A row of glowing lanterns guides you from the parking lot to the front door, and the actors who lead you from one experience to the next (several scenes occur simultaneously, and different audience members may have differing experiences) are soft-spoken.

The setting is an antiques shop where nothing is for sale. You’re encouraged to wander and explore before the performance begins, and during the performance, you discover several of the objects you examined earlier recurring and acquiring new life and meaning. There are paintings, a necklace, a horseshoe, a broken glass ornament, photographs — the kinds of things you might find exploring a grandparent’s attic.

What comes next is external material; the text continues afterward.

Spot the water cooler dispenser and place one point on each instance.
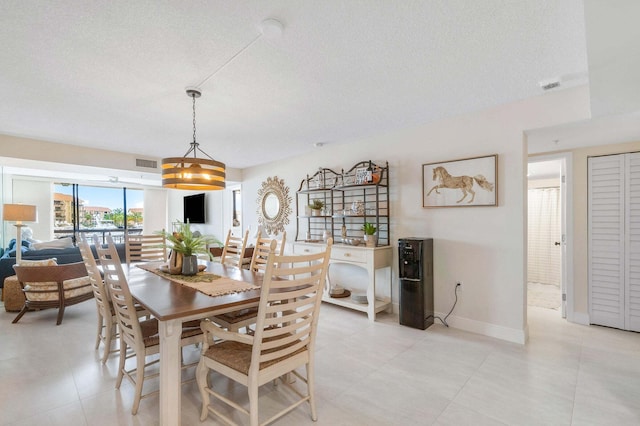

The action begins at a funeral, though we never quite know whose; the deceased may be metaphorical, very likely a ruined relationship. Each of us carries a black umbrella, and we’re invited to sing as water rains down on us. Other spaces include a bright kitchen, where we help put together a cookie recipe, ordering utensils and measuring ingredients — only this is an Alice in Wonderland procedure where no sooner have you finished the assigned job than the guide messes everything up, and one prepared ingredient, sprigs of rosemary, never gets used. Ah, yes: Rosemary is for remembrance. There are two house exteriors, each fronted by a beautiful tree, and in each place, an actress climbs the tree, dancing among the branches. Inside the houses, we encounter the same couple — but by the second house, their relationship has changed drastically. Later, there’s that tree again, and also the woman from the couple — but now she’s in a dazzling snowscape and seems to need comfort.

I always have trouble orienting myself in space, but I wasn’t the only audience member to lose nearly all sense of where I was during Sweet & Lucky, forgetting which space I had already visited and which was new. Somehow this made the transcendent moments — as when I found myself stepping out into emptiness while hundreds of stars shimmered beneath my feet — doubly wonderful and surprising.

Almost everything about the evening — the sights and sounds, even the smells — is beautifully put together. The text, however, could be stronger and more evocative. The scenes aren’t sequential, but they are scripted, and memory — deep, bright, dark, allusive, elusive — is a topic that most of us have thought about a lot. Language, too, is an art form, and can be made as specific as a broken ornament or a woman climbing a tree while still evoking the deepest and most ineffable musings. Still, this is a small complaint about a brave, original and lovely adventure. 

Sweet & Lucky, presented by the DCPA Off-Center through June 25, 4120 Brighton Boulevard, #A20, 303-893-4100, denvercenter.org.